A customer had a requirement to pull pieces of information about the browser user from AD in their web application. Accessible to the web application is the browser user's alias and the domain that the browser user belongs to.

The customer achieves this in their development environment by doing a serverless bind to AD and using a DirectorySearcher object to look up the entry corresponding to the user. The following is sample code which illustrates what I mean:


string ldapPath = "LDAP://" + userDomain;
DirectoryEntry rootEntry = new DirectoryEntry(ldapPath);
using (DirectorySearcher ds = new DirectorySearcher(rootEntry, "(samAccountName=" + userName + ")"))
{
            SearchResult result = ds.FindOne();
            if (result != null)
            {
                        ResultPropertyValueCollection resultValues = result.Properties["displayName"];
                        if (resultValues.Count > 0)
                        {
                                    Label1.Text = (string) resultValues[0];
                        }
                        else
                        {
                                    Label1.Text = "No display name"; 
                        }
            }
}


Upon migration of the application to the production environment, the application fails with a COM exception error code of 0x80072020. What could be the issue?
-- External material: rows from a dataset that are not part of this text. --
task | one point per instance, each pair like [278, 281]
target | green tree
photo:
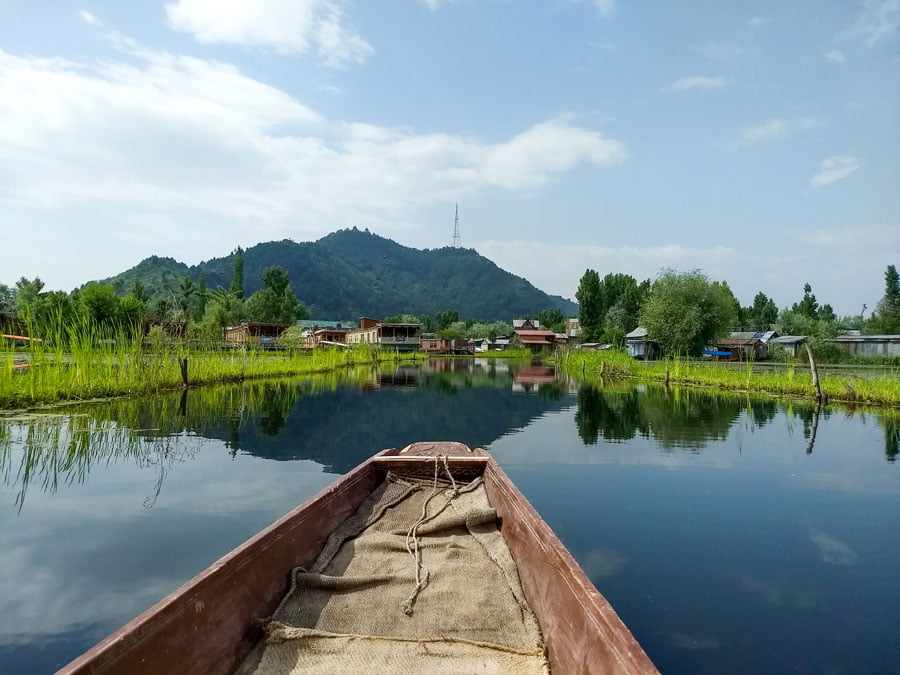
[886, 319]
[237, 276]
[275, 302]
[686, 312]
[590, 305]
[7, 299]
[186, 292]
[807, 306]
[223, 309]
[99, 304]
[131, 312]
[139, 291]
[444, 319]
[552, 319]
[762, 313]
[28, 295]
[202, 297]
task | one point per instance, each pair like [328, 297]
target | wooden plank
[582, 632]
[210, 623]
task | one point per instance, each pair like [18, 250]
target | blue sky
[759, 142]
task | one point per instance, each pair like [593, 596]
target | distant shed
[639, 345]
[255, 333]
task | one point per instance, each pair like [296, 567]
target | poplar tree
[590, 305]
[237, 278]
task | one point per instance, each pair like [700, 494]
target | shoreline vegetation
[794, 380]
[89, 366]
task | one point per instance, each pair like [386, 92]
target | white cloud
[832, 169]
[776, 128]
[289, 26]
[696, 82]
[779, 275]
[878, 22]
[720, 51]
[562, 265]
[605, 8]
[89, 18]
[165, 152]
[833, 551]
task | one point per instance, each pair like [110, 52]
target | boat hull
[211, 623]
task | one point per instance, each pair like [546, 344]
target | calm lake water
[723, 538]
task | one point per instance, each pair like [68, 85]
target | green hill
[352, 273]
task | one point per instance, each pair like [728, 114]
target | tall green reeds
[85, 361]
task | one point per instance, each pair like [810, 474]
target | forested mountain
[352, 273]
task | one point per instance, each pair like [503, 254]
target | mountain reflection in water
[659, 493]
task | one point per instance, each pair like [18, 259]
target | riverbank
[129, 368]
[792, 381]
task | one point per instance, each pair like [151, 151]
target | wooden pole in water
[182, 362]
[815, 373]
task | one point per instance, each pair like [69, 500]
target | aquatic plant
[84, 361]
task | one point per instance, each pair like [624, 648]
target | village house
[332, 336]
[401, 337]
[790, 343]
[255, 333]
[639, 346]
[746, 345]
[431, 344]
[535, 340]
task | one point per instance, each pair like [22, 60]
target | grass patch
[85, 363]
[882, 390]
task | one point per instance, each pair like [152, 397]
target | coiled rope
[412, 535]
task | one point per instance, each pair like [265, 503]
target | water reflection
[674, 418]
[336, 419]
[367, 409]
[775, 538]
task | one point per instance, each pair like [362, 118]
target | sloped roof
[535, 333]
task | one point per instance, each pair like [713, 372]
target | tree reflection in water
[673, 417]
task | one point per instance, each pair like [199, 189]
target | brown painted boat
[211, 623]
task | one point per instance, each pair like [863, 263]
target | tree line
[192, 310]
[684, 312]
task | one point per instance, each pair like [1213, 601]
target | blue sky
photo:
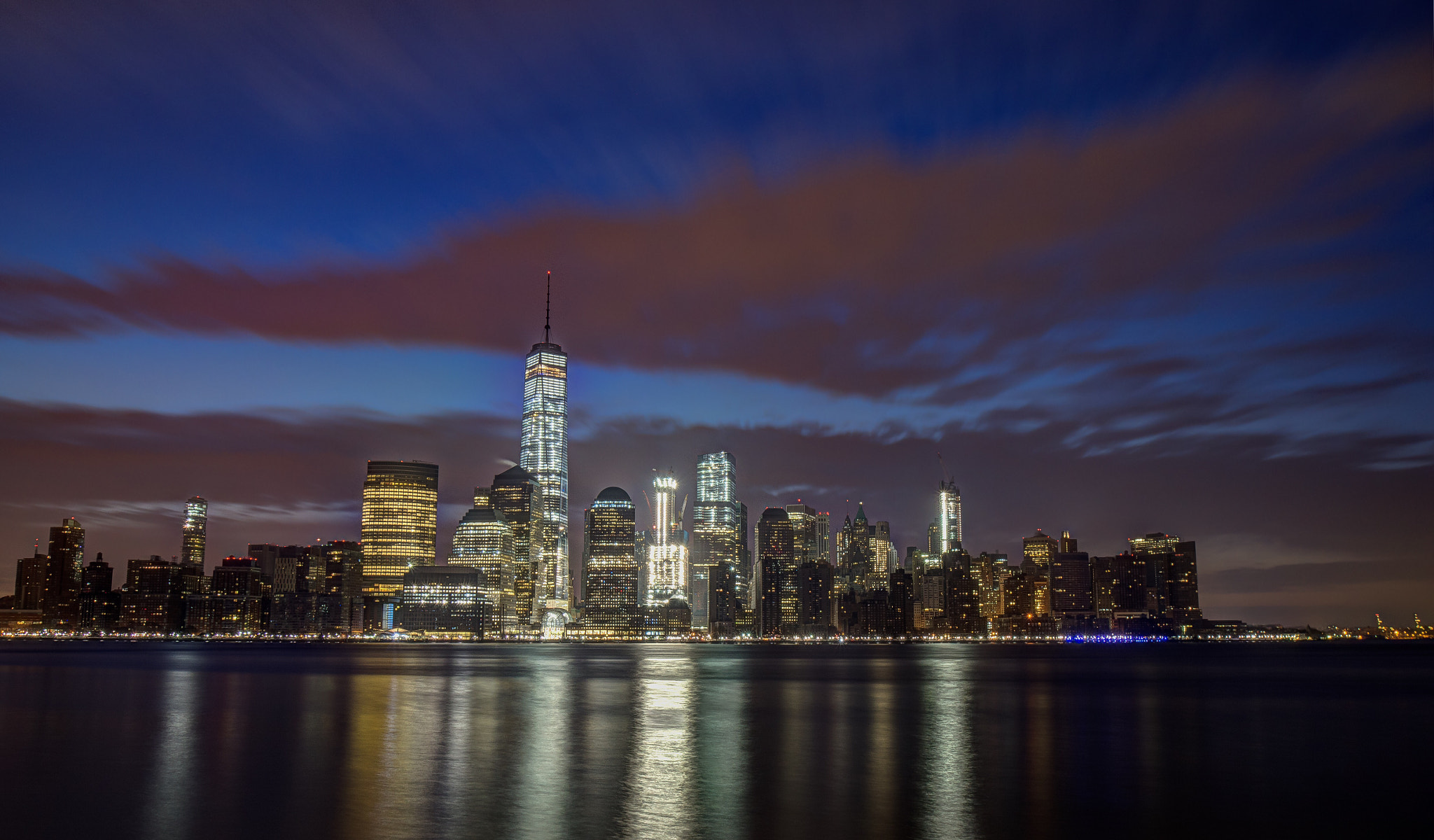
[1127, 231]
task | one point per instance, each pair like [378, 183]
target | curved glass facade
[544, 454]
[401, 522]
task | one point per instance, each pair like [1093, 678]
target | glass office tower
[611, 604]
[195, 525]
[399, 522]
[544, 455]
[948, 518]
[714, 538]
[666, 556]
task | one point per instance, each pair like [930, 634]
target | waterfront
[669, 740]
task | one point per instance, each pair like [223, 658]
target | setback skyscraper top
[544, 454]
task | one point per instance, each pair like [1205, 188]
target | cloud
[297, 479]
[874, 274]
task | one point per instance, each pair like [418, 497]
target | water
[254, 740]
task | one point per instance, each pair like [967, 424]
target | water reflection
[660, 800]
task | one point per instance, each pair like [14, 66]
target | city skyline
[1127, 270]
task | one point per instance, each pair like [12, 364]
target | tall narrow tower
[195, 526]
[544, 455]
[948, 517]
[667, 562]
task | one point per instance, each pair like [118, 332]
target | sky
[1126, 267]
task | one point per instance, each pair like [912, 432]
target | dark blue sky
[1160, 244]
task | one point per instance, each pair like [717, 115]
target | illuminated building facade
[1172, 585]
[611, 604]
[237, 598]
[520, 498]
[98, 603]
[195, 525]
[667, 562]
[948, 518]
[59, 595]
[544, 455]
[484, 541]
[1040, 548]
[445, 601]
[714, 539]
[1070, 584]
[401, 522]
[774, 554]
[154, 596]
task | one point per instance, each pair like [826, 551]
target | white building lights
[948, 517]
[667, 562]
[544, 454]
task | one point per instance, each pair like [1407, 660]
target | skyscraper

When the customer accesses the web page at the web server, the customer does not encounter the error. When the customer sets the authentication of the web application to Basic Authentication and browses the web page from a remote machine, the web page also worked as expected after entering correct credentials.

This evidence would suggest a Kerberos Delegation issue.

However, the web application also accesses SQL server. We obtained SQL Server Profiler traces of the access and we were able to determine that the access is made under the browser user's account. We were able to deduce from this that the issue is isolated to accessing AD via Kerberos Delegation.

The source of the issue is that the userDomain parameter supplied is the netbios name of the user's domain. What you should specify in the LDAP bind string is the Fully Qualified Domain Name (FQDN) of the domain. In other words, you should use an LDAP bind string of the form LDAP://<FQDN>. For example, LDAP://department.company.com. This is best practice and is essential for Kerberos Delegation to work against AD.

If you want to determine the FQDN of a domain programmatically, the following sample code may assist:

DirectoryEntry rootEntry = new DirectoryEntry("LDAP://" + userDomain + "/RootDSE");           
string strRoot = rootEntry.Properties["defaultNamingContext"].Value.ToString();           
string strFQDN = Regex.Replace(Regex.Replace(strRoot, @"DC=", ""),",",".");

RootDSE allows Anonymous binds and gives you a means of obtaining the appropriate designations for objects in AD that you can use in your LDAP bind strings. The following articles explain RootDSE and may assist you with your choice of a method to bind to AD:

Serverless Binding and RootDSE
Binding to Active Directory
Binding to the Global Catalog

If you are still encountering the symptoms that my customer experienced after changing the LDAP bind string to use the FQDN designation of the domain, seek the assistance of an expert in the domain or network infrastructure of your environment. This person is likely to be able to assist you with the correct FQDN to use and/or assist you in determining the FQDN dynamically.